The firm will seek a loan from the US Development Finance Corp. to cover about 70% of the project cost, said Paul Hinks, Hydro-Link’s chief executive officer and a founder of New York-based Symbion, which started out building transmission lines in Iraq in 2005. It will also request financing from the US Trade and Development Agency for feasibility studies and export credits from the US Export-Import Bank.

Swiss-based Mitrelli Group is partnering with Hydro-Link on the project, and US firm Sargent & Lundy is providing engineering design services, according to Hydro-Link.

The company will ship the electricity to a region in Congo with some of the richest deposits of copper, cobalt, zinc, lithium and manganese in the world, where a lack of power has hindered development.

Congo’s miners, including Ivanhoe Mines Ltd., Glencore Plc and CMOC Group Ltd., currently face a deficit of at least 1,500 megawatts, according to the mines ministry.
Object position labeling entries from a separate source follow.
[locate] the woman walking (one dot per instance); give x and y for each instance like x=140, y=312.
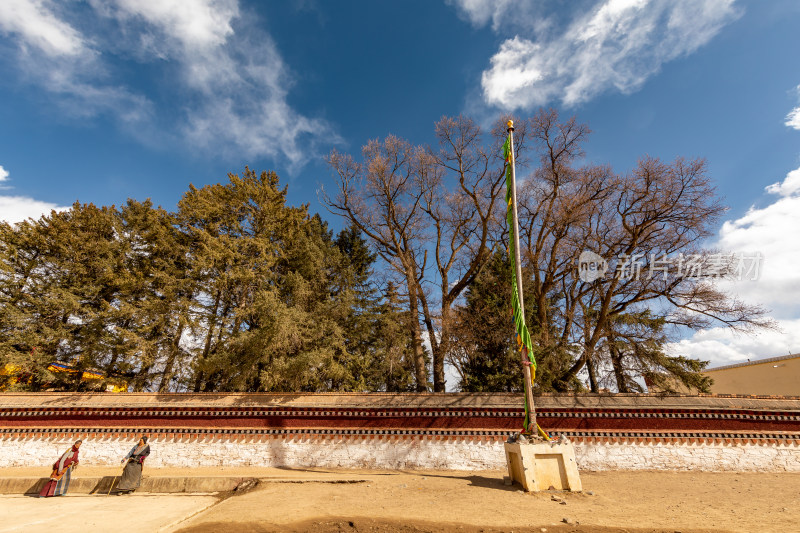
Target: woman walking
x=132, y=474
x=58, y=485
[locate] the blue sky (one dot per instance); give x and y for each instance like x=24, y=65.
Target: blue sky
x=105, y=100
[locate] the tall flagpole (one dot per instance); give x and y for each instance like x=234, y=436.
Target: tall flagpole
x=526, y=364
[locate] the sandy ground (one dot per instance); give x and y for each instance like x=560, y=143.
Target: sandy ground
x=382, y=501
x=451, y=501
x=82, y=513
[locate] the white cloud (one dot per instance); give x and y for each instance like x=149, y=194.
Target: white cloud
x=36, y=23
x=721, y=346
x=772, y=231
x=793, y=118
x=18, y=208
x=481, y=12
x=617, y=45
x=226, y=74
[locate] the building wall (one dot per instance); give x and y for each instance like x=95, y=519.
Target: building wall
x=401, y=431
x=775, y=377
x=407, y=453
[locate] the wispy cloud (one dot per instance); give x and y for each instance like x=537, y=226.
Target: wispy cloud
x=18, y=208
x=771, y=230
x=722, y=346
x=793, y=118
x=614, y=46
x=35, y=22
x=226, y=76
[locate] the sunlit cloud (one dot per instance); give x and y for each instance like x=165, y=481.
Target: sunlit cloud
x=228, y=84
x=617, y=45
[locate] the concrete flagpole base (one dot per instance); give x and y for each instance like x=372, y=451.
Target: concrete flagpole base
x=540, y=464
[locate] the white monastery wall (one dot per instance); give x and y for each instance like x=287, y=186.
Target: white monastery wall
x=404, y=453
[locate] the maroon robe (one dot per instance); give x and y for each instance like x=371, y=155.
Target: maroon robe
x=58, y=484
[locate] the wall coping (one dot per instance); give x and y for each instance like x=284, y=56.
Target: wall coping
x=393, y=400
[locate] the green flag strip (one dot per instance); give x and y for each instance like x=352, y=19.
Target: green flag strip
x=522, y=336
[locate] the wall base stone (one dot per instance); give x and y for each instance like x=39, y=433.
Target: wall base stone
x=400, y=453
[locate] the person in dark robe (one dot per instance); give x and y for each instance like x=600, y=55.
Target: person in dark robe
x=58, y=484
x=132, y=474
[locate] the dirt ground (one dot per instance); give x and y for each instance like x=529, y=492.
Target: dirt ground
x=686, y=502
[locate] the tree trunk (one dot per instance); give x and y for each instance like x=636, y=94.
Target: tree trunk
x=420, y=369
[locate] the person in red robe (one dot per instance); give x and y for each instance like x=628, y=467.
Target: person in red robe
x=58, y=485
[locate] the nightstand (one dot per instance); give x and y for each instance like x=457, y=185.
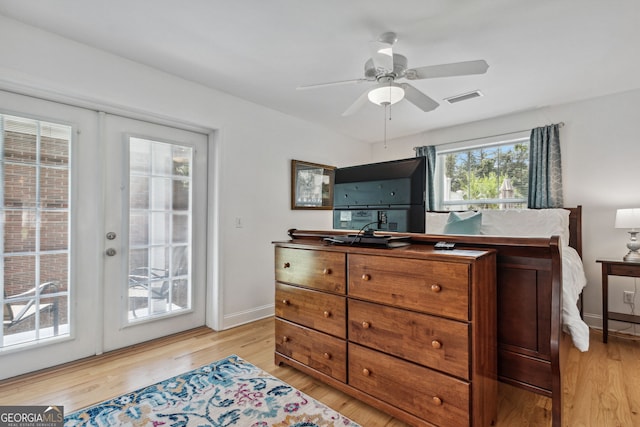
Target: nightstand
x=615, y=268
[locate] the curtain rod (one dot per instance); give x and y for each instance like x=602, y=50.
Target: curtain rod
x=561, y=124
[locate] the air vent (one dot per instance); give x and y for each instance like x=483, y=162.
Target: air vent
x=463, y=97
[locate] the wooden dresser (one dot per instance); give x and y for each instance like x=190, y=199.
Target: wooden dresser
x=411, y=331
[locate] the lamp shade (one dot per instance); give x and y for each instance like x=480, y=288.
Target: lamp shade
x=628, y=218
x=386, y=94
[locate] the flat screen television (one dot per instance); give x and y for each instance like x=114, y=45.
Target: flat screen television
x=386, y=196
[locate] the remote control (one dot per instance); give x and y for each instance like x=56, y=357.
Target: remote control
x=447, y=246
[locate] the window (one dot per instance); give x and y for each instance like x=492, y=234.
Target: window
x=493, y=176
x=34, y=196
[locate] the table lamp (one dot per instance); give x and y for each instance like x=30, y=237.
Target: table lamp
x=630, y=218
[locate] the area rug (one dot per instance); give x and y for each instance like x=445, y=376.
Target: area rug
x=229, y=392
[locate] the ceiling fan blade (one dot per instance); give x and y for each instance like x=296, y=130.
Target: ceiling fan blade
x=362, y=99
x=418, y=98
x=382, y=55
x=337, y=83
x=448, y=70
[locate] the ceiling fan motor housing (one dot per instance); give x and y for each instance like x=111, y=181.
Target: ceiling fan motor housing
x=399, y=68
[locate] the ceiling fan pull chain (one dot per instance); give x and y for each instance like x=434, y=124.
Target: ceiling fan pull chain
x=385, y=124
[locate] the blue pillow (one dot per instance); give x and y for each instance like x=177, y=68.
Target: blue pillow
x=457, y=225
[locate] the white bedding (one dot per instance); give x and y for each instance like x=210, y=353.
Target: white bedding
x=537, y=223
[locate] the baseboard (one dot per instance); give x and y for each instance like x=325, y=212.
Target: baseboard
x=594, y=321
x=242, y=317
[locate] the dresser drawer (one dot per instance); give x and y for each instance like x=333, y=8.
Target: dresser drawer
x=319, y=351
x=318, y=310
x=314, y=269
x=434, y=287
x=434, y=342
x=430, y=395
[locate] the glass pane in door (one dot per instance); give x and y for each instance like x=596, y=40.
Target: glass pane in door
x=34, y=266
x=160, y=217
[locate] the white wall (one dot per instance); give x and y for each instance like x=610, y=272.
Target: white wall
x=254, y=147
x=600, y=146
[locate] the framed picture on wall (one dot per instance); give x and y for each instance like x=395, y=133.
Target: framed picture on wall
x=311, y=185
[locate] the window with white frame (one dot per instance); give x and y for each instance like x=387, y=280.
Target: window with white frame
x=494, y=175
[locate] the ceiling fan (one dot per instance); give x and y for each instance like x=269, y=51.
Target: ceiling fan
x=385, y=68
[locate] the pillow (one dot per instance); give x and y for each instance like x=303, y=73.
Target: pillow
x=527, y=223
x=459, y=225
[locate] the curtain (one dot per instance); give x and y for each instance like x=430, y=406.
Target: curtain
x=545, y=169
x=429, y=151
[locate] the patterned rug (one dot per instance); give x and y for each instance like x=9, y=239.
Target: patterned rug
x=229, y=392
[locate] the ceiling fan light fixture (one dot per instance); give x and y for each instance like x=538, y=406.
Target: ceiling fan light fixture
x=386, y=94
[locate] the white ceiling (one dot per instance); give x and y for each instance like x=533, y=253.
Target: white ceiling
x=540, y=53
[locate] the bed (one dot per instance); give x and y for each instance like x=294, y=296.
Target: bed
x=540, y=279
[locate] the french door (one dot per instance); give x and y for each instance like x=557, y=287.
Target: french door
x=155, y=230
x=103, y=232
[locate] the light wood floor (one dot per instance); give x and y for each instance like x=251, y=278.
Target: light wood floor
x=602, y=386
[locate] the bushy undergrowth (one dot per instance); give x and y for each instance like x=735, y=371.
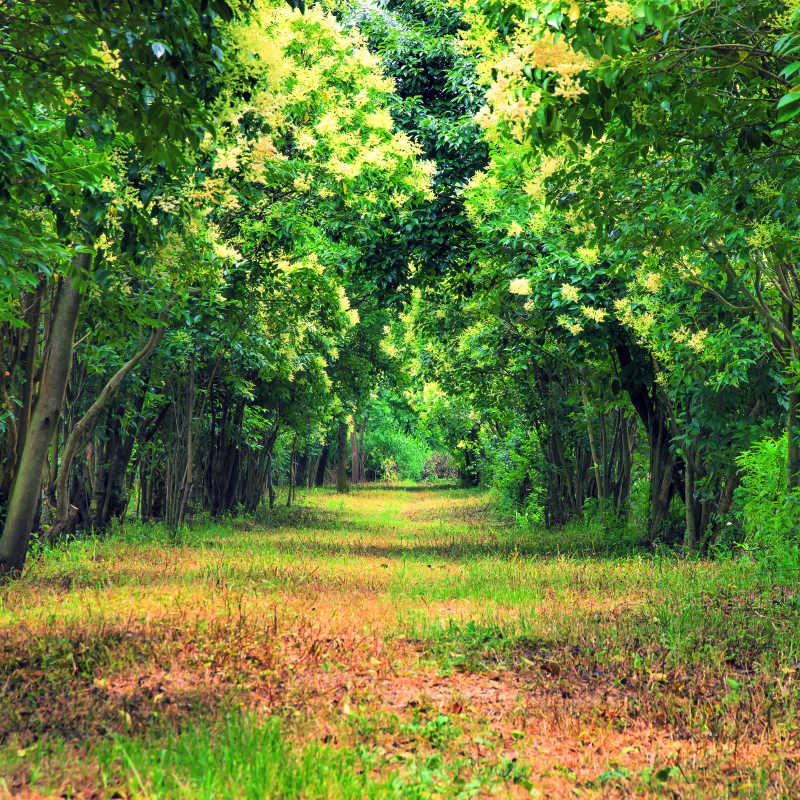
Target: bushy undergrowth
x=396, y=455
x=770, y=515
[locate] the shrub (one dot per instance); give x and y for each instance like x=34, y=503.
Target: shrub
x=439, y=465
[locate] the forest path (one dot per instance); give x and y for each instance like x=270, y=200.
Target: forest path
x=429, y=649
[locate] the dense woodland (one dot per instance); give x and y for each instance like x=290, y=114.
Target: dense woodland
x=550, y=247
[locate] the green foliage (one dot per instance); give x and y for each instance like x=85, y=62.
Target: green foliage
x=770, y=515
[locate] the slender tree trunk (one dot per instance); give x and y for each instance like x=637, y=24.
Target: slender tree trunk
x=292, y=473
x=792, y=450
x=32, y=323
x=188, y=475
x=361, y=453
x=319, y=477
x=84, y=427
x=690, y=534
x=355, y=477
x=27, y=484
x=341, y=466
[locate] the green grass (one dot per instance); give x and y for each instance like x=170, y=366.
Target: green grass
x=437, y=598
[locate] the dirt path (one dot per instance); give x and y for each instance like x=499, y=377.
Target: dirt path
x=405, y=621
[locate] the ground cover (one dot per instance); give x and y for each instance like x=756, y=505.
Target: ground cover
x=397, y=642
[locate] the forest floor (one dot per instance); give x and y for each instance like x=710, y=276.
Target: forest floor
x=397, y=642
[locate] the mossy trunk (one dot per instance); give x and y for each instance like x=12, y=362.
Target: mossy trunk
x=25, y=494
x=341, y=459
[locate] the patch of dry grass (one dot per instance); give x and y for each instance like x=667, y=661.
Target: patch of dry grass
x=366, y=621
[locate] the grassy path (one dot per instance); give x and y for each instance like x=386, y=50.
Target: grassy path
x=392, y=643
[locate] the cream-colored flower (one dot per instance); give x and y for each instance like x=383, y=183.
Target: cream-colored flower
x=520, y=286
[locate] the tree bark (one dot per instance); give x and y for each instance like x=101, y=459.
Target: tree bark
x=792, y=450
x=341, y=466
x=44, y=420
x=84, y=427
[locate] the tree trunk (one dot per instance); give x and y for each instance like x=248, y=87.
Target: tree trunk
x=84, y=427
x=355, y=477
x=792, y=450
x=690, y=534
x=341, y=466
x=319, y=477
x=27, y=484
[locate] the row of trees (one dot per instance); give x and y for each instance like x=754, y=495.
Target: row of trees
x=202, y=206
x=567, y=231
x=632, y=290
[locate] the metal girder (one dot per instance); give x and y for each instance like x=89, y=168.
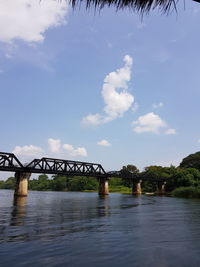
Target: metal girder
x=124, y=174
x=65, y=167
x=9, y=162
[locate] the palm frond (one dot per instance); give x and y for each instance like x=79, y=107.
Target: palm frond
x=142, y=6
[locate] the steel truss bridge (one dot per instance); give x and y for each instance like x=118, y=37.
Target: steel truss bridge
x=9, y=162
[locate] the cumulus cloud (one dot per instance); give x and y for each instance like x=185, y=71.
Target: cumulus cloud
x=170, y=131
x=135, y=107
x=159, y=105
x=117, y=101
x=149, y=122
x=103, y=142
x=26, y=152
x=29, y=19
x=80, y=151
x=54, y=145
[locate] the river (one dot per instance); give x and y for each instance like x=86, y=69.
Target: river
x=82, y=229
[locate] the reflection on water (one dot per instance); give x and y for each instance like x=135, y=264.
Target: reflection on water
x=83, y=229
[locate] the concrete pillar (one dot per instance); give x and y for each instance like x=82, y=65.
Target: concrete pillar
x=103, y=186
x=161, y=188
x=136, y=189
x=21, y=187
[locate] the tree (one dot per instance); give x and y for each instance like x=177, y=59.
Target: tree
x=128, y=172
x=142, y=6
x=191, y=161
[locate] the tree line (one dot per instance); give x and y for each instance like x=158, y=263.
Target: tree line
x=185, y=177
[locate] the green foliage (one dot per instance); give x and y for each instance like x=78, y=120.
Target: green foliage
x=191, y=161
x=126, y=170
x=186, y=178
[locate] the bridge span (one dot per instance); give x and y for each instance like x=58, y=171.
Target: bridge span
x=9, y=162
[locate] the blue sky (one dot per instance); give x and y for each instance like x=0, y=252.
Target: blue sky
x=103, y=87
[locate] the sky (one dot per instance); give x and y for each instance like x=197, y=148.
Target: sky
x=106, y=87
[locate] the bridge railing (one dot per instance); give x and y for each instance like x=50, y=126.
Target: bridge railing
x=9, y=162
x=65, y=167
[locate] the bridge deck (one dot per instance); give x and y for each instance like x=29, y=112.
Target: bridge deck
x=9, y=162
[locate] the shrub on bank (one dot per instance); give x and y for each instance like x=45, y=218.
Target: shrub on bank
x=188, y=192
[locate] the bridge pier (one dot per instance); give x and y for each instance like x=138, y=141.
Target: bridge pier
x=21, y=186
x=136, y=188
x=103, y=186
x=161, y=188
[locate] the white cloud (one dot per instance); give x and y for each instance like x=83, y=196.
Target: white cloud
x=80, y=151
x=170, y=131
x=135, y=107
x=159, y=105
x=54, y=145
x=149, y=122
x=26, y=152
x=29, y=19
x=103, y=142
x=117, y=102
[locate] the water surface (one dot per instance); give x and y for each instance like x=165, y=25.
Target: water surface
x=82, y=229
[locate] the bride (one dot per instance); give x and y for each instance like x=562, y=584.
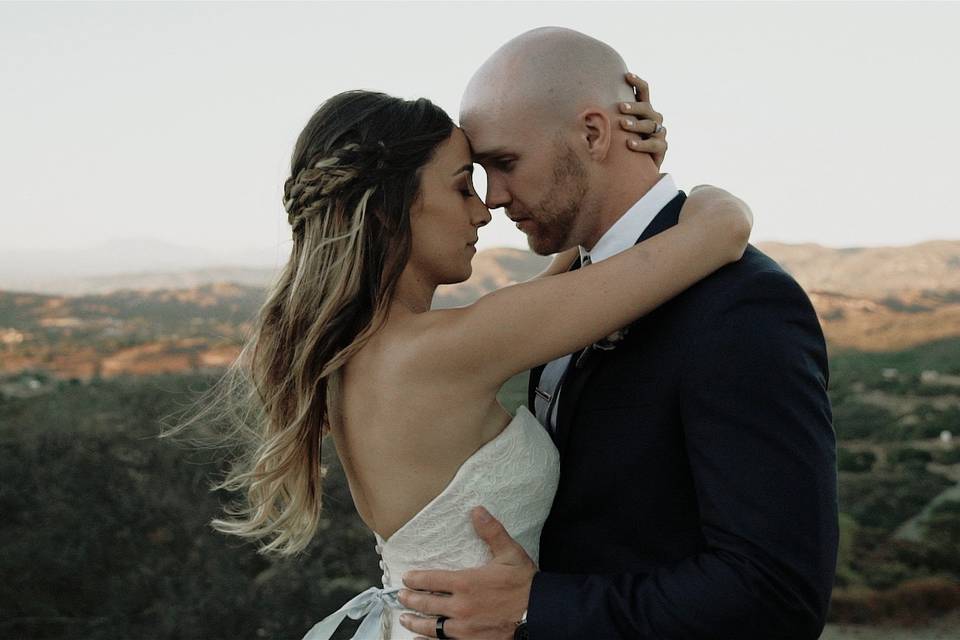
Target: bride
x=383, y=210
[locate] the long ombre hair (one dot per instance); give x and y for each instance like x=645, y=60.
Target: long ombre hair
x=355, y=173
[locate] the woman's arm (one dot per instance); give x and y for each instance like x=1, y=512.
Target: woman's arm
x=515, y=328
x=561, y=262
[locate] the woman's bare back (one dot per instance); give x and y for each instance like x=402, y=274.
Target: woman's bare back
x=404, y=432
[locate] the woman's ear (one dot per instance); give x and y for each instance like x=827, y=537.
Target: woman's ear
x=597, y=132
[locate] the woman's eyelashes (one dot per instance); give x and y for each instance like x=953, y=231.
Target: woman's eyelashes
x=466, y=190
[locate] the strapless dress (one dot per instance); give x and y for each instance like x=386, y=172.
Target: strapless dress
x=514, y=476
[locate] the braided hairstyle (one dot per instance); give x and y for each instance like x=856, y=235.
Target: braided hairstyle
x=355, y=174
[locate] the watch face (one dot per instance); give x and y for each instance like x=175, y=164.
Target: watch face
x=521, y=632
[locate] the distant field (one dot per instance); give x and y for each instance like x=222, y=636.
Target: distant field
x=947, y=630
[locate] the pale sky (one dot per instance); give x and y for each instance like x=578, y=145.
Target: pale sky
x=838, y=123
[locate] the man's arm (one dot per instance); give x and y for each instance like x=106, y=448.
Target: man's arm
x=761, y=445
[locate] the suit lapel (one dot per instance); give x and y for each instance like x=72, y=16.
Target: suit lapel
x=577, y=379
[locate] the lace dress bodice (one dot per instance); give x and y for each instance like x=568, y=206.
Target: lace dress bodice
x=514, y=476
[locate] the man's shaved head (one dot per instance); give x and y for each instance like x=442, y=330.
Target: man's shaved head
x=552, y=71
x=542, y=118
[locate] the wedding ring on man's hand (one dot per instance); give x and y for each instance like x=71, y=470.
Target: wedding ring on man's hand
x=440, y=633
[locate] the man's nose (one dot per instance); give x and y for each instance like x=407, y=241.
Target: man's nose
x=482, y=216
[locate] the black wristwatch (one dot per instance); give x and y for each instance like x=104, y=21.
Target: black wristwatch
x=521, y=633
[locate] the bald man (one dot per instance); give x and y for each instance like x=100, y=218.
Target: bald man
x=698, y=492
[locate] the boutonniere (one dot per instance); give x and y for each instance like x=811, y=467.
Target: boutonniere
x=606, y=344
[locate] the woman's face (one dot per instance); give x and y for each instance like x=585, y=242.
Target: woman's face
x=445, y=218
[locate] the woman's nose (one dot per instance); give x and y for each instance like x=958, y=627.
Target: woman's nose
x=483, y=217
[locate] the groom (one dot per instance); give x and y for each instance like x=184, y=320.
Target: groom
x=698, y=494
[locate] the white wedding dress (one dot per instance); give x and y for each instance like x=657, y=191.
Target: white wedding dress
x=514, y=476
Hydro-Link already signed a related memorandum of understanding with Angola in June to ship the power from the country’s Lauca plant and other hydroelectric facilities across the border to the Congolese city of Kolwezi as soon as 2029.

“With the development of the mining sector, what we see is the next 10 years, it’s going to be a complete game changer for Congo, the supply of electricity,” Hinks said on Tuesday.

Congo liberalized its energy industry about a decade ago, allowing private firms to generate, transmit and market power, presenting a rare opportunity for energy companies, Hinks said.

“It’s one of the only countries in Africa where you can do this entire value chain privately,” he said.